Reputation: 1050
I am trying to serialise and store objects/data in a database efficiently. The object can take any form but in most cases it will be of a class that has a primitive counter-part (such as Integer
). I have written the following methods to marshal and unmarshal:
private String marshall(Object obj) throws IOException {
if (obj instanceof String) {
return (String) obj;
} else if ((obj instanceof Integer) || (obj instanceof Byte) || (obj instanceof Short) || (obj instanceof Long) || (obj instanceof Float) || (obj instanceof Double) || (obj instanceof Boolean) || (obj instanceof Character)) {
return obj.toString();
} else {
ByteArrayOutputStream baos = new ByteArrayOutputStream();
try (ObjectOutputStream oos = new ObjectOutputStream(baos)) {
oos.writeObject(obj);
}
return new String(Base64Coder.encode(baos.toByteArray()));
}
}
private Object unmarshall(String str, Class type) throws IOException, ClassNotFoundException {
if (type.equals(Integer.class)) {
return Integer.parseInt(str);
} else if (type.equals(String.class)) {
return str;
} else if (type.equals(Byte.class)) {
return Byte.parseByte(str);
} else if (type.equals(Short.class)) {
return Short.parseShort(str);
} else if (type.equals(Long.class)) {
return Long.parseLong(str);
} else if (type.equals(Float.class)) {
return Float.parseFloat(str);
} else if (type.equals(Double.class)) {
return Double.parseDouble(str);
} else if (type.equals(Boolean.class)) {
return Boolean.parseBoolean(str);
} else if (type.equals(Character.class)) {
return str.toCharArray()[0];
} else {
byte[] data = Base64Coder.decode(str);
Object o;
try (ObjectInputStream ois = new ObjectInputStream(
new ByteArrayInputStream(data))) {
o = ois.readObject();
}
return o;
}
}
These methods work fine (or at least my JUnit test seems to think they do) but I am just wondering what the best way to store the outputted values would be. The two options I see are LONGTEXT or BLOB. I can see some advantages for both. From what I have researched both will have a maximum length of 4GB - 1B. BLOBS are not searchable but store the data passed to them byte for byte (which may or may not be advantageous - I am not sure). LONGTEXT is searchable and if I can change the encoding from UTF-8 to something closer to BASE64 (if you know what encoding would be best, let me know) then it might be more space efficient than the BLOB encoding (which at the moment is encoded as UTF-8 and reversible via CONVERT(value USING utf8)
.
Another option I saw was storing both by having a rawValue
which just uses the .toString
method on whatever is being stored and value
which is a BLOB or even LONGTEXT if appropriate. This would provide searchable data in the rawValue
and an object representation in the value
. I am not sure if this would be something beneficial to do in the long run, but it would make it easier for third-parties to access the database and to read the data from other languages such as PHP.

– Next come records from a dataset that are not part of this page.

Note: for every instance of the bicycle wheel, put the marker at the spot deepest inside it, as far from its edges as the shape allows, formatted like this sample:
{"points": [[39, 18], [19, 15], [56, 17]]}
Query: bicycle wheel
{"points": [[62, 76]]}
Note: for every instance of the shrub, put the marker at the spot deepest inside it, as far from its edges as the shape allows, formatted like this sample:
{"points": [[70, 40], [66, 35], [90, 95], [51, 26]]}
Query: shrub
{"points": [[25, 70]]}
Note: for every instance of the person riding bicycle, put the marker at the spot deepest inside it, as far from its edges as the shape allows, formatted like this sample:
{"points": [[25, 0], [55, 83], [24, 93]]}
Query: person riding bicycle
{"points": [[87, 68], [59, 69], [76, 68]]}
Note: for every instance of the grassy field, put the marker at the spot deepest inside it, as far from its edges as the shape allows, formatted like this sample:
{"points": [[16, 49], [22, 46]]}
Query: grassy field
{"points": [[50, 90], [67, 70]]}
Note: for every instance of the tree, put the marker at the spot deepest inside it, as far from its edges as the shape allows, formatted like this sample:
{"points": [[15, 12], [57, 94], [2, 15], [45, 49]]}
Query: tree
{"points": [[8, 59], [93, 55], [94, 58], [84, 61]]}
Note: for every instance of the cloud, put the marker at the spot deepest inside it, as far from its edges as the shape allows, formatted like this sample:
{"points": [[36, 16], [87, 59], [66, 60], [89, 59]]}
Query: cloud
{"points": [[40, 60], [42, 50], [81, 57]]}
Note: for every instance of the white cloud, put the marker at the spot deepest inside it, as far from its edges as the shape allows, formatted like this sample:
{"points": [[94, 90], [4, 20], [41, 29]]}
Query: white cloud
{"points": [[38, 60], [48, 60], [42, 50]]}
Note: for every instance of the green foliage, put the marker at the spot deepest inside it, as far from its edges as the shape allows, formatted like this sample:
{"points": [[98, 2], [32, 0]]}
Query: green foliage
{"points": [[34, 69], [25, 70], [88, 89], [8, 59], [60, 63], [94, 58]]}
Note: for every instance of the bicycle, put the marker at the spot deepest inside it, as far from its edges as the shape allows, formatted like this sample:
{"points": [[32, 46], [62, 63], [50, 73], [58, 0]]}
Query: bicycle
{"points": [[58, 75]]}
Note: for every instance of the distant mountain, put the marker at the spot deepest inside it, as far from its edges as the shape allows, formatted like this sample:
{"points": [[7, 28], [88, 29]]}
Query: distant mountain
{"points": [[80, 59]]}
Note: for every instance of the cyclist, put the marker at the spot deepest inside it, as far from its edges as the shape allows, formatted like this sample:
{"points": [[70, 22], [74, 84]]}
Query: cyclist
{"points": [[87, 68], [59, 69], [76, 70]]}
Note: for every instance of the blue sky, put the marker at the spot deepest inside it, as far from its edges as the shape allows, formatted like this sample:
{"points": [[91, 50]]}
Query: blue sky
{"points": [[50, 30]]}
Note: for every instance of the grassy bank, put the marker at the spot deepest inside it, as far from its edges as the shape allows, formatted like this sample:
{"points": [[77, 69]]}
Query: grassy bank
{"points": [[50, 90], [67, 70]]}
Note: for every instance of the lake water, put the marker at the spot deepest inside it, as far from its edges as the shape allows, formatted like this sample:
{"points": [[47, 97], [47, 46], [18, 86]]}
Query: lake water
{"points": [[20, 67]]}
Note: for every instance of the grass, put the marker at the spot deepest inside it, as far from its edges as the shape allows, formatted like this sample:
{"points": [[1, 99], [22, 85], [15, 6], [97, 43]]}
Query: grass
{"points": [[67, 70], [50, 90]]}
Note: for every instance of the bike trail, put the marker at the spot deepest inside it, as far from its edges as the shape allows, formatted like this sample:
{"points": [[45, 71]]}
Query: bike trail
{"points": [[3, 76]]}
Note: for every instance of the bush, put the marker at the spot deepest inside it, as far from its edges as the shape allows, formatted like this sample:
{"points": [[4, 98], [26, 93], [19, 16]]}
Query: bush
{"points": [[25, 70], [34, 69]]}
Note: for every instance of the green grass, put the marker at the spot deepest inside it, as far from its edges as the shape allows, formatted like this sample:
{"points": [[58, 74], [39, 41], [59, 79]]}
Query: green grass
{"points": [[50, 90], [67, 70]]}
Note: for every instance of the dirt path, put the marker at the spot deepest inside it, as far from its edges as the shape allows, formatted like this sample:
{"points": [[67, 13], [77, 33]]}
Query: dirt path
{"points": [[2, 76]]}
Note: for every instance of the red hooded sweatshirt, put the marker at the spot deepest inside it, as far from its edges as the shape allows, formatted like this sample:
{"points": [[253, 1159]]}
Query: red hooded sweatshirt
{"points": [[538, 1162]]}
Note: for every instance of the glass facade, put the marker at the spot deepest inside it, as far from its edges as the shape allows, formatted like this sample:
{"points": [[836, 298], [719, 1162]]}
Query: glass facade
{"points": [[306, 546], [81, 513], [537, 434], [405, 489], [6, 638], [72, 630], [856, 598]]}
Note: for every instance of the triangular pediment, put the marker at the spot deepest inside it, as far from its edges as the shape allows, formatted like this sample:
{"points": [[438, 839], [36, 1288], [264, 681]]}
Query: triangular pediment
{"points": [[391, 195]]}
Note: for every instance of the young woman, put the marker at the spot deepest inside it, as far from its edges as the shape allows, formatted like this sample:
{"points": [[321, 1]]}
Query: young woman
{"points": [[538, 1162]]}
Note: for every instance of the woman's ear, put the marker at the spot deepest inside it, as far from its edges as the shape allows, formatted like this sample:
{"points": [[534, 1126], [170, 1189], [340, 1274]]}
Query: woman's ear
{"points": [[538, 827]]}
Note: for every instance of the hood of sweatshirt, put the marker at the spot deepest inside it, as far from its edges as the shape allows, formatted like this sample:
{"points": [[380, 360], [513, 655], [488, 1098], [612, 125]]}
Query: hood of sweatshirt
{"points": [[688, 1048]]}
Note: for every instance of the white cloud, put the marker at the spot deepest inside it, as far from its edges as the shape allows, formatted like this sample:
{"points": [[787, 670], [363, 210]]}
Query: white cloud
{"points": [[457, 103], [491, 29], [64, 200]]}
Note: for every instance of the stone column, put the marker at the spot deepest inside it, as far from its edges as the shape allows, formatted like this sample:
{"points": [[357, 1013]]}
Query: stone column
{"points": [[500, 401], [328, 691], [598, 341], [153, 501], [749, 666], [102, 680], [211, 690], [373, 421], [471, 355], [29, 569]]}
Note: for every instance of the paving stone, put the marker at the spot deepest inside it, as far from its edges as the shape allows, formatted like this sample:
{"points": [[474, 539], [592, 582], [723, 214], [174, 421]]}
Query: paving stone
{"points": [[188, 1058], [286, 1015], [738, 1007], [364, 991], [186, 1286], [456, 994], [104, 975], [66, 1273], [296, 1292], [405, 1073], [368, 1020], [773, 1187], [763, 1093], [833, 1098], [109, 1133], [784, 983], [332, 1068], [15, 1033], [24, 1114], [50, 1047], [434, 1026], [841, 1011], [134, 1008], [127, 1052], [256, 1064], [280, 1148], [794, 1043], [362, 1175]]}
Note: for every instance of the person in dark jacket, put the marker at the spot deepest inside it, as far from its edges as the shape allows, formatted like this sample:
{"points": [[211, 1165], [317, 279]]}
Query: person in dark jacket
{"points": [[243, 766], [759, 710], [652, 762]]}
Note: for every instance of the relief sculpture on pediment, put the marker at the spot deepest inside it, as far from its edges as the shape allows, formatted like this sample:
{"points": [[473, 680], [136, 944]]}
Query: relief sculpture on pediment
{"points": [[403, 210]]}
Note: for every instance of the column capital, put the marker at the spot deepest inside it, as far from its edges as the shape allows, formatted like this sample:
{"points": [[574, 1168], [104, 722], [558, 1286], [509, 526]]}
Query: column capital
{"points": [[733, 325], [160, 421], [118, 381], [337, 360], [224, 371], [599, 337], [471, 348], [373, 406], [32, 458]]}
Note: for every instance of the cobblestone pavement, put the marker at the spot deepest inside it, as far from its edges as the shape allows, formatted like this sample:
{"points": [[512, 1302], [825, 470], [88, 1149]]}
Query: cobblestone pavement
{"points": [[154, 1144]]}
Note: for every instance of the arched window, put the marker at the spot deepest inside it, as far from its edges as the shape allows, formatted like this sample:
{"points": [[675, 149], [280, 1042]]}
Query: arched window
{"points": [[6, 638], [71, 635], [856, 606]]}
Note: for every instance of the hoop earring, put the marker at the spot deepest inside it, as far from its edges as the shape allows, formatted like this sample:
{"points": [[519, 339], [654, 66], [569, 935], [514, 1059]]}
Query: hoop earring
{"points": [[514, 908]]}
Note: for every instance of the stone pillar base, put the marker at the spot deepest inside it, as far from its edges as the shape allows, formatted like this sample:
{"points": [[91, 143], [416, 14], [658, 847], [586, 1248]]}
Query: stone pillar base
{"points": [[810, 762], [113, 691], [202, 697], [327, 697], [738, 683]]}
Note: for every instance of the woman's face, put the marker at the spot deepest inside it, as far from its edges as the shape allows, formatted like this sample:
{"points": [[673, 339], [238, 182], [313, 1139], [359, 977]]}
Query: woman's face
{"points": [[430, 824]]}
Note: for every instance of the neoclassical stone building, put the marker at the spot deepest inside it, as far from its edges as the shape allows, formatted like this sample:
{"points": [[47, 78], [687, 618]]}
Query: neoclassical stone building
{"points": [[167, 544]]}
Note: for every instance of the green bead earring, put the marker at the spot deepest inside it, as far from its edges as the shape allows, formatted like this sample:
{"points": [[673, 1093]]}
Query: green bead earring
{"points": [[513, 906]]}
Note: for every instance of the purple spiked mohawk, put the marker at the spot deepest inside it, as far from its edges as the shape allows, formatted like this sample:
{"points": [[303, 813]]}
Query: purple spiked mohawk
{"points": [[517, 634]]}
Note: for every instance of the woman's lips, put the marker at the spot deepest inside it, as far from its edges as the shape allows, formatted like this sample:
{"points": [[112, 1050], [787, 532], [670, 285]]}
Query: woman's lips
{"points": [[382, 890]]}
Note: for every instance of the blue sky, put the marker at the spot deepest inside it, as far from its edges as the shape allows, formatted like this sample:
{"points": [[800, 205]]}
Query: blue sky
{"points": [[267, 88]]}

I am willing to take on suggestions for completely different approaches if you feel you have something better for this scenario.
Upvotes: 0
Views: 1479
Reputation: 310957
The most space-efficient method is BLOB, without the conversion you mention. Serialized data is binary and I don't see much vale in being able to search it. Base64 etc are not more space-efficient.
Upvotes: 1